Il giudice del rinvio, investito di una sentenza rescindente che ha rilevato l’omessa valutazione dell’elemento soggettivo, non è tenuto a rivalutare profili già definiti, ma deve confrontarsi con le specifiche censure rilevate dalla Corte di legittimità, fornendo una motivazione che dia conto della sussistenza del dolo in relazione alla posizione del singolo concorrente, sulla base degli elementi di prova acquisiti.
L’assoluzione dell’imputato da una diversa imputazione di bancarotta (impropria da reato societario), fondata sulla mancata prova del suo apporto causale a quella specifica condotta, non è incompatibile con l’affermazione di responsabilità per la bancarotta fraudolenta per distrazione, quando gli elementi di prova dimostrano la sua consapevole partecipazione a condotte distrattive, come l’operare autonomamente sui conti correnti della società in situazione di illiquidità, con la consapevolezza di erodere la garanzia dei creditori.
Il Fatto
L’imputato, commercialista e liquidatore della società fallita, era stato condannato per il reato di bancarotta fraudolenta per distrazione, in concorso con l’amministratore di diritto, per avere posto in essere operazioni di depauperamento del patrimonio sociale (prelievi, incassi di assegni, bonifici in favore di soggetti non aventi diritto). Era stato invece assolto dal reato di bancarotta impropria da reato societario (sub b), collegato al falso in bilancio, per la mancata prova del suo apporto causale nella redazione del bilancio falso.
La Corte d’appello di Torino, in sede di rinvio a seguito dell’annullamento della precedente sentenza, aveva confermato la condanna, riconoscendo l’attenuante di cui all’art. 219, comma 3, L.F. e rideterminando la pena in anni uno e mesi otto di reclusione. Avverso tale decisione, l’imputato proponeva ricorso per cassazione, deducendo la violazione dell’art. 627 c.p.p. per il mancato rispetto del mandato della sentenza rescindente, e vizi di motivazione in ordine alla sussistenza del dolo specifico di bancarotta, eccependo il suo ruolo di mero esecutore materiale delle volontà dell’amministratore di diritto.
La Motivazione della Corte
La Corte di cassazione ha rigettato il ricorso, ritenendolo infondato. Ha preliminarmente chiarito che l’assoluzione dal reato sub b) non era incompatibile con la condanna per la bancarotta distrattiva, poiché la prima era fondata sulla mancata prova del contributo causale alla redazione del bilancio falso, mentre la seconda era supportata da prove dirette delle condotte distrattive poste in essere dall’imputato.
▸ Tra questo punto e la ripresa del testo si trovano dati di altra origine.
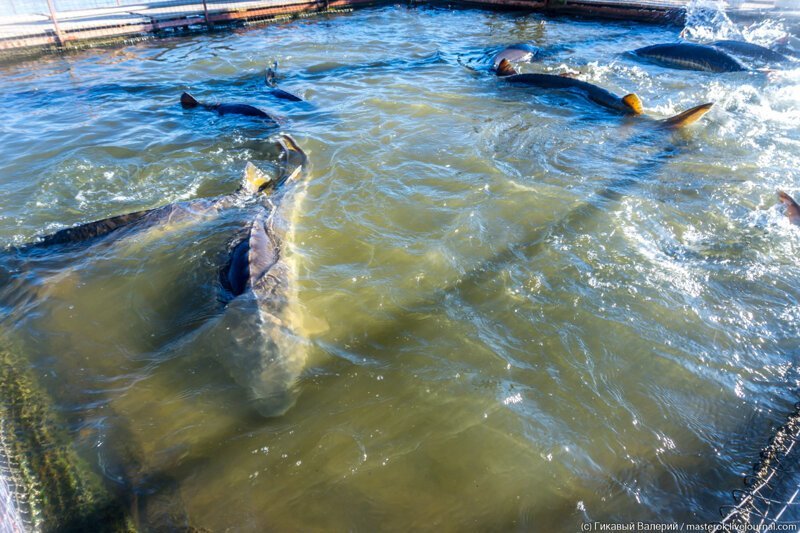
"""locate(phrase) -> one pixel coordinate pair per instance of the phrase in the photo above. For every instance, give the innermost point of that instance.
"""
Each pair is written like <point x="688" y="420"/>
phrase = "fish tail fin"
<point x="690" y="116"/>
<point x="505" y="68"/>
<point x="787" y="200"/>
<point x="634" y="103"/>
<point x="255" y="180"/>
<point x="188" y="101"/>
Ha quindi esaminato la censura relativa al mancato rispetto del mandato rescindente, rilevando che la Corte territoriale aveva adeguatamente affrontato la questione del dolo, come richiesto dalla sentenza di annullamento.
La Corte ha richiamato il principio per cui, in tema di concorso nel delitto di bancarotta fraudolenta per distrazione, il dolo del concorrente estraneo consiste nella volontarietà del proprio apporto alla condotta dell’intraneus, con la consapevolezza che essa determina un depauperamento del patrimonio sociale ai danni dei creditori, non essendo richiesta la specifica conoscenza del dissesto. Ha quindi valutato la motivazione della sentenza impugnata, che aveva ritenuto sussistente il dolo sulla base del ruolo di commercialista e liquidatore dell’imputato, della delega a operare sui conti correnti, e delle numerose operazioni poste in essere in autonomia, nella piena consapevolezza della situazione di illiquidità della società e della conseguente erosione della garanzia patrimoniale dei creditori. La Corte ha concluso che tali elementi, valutati nel loro insieme, dimostravano la consapevole volontà dell’imputato di agire in pregiudizio dei creditori, integrando il dolo specifico richiesto per la bancarotta fraudolenta.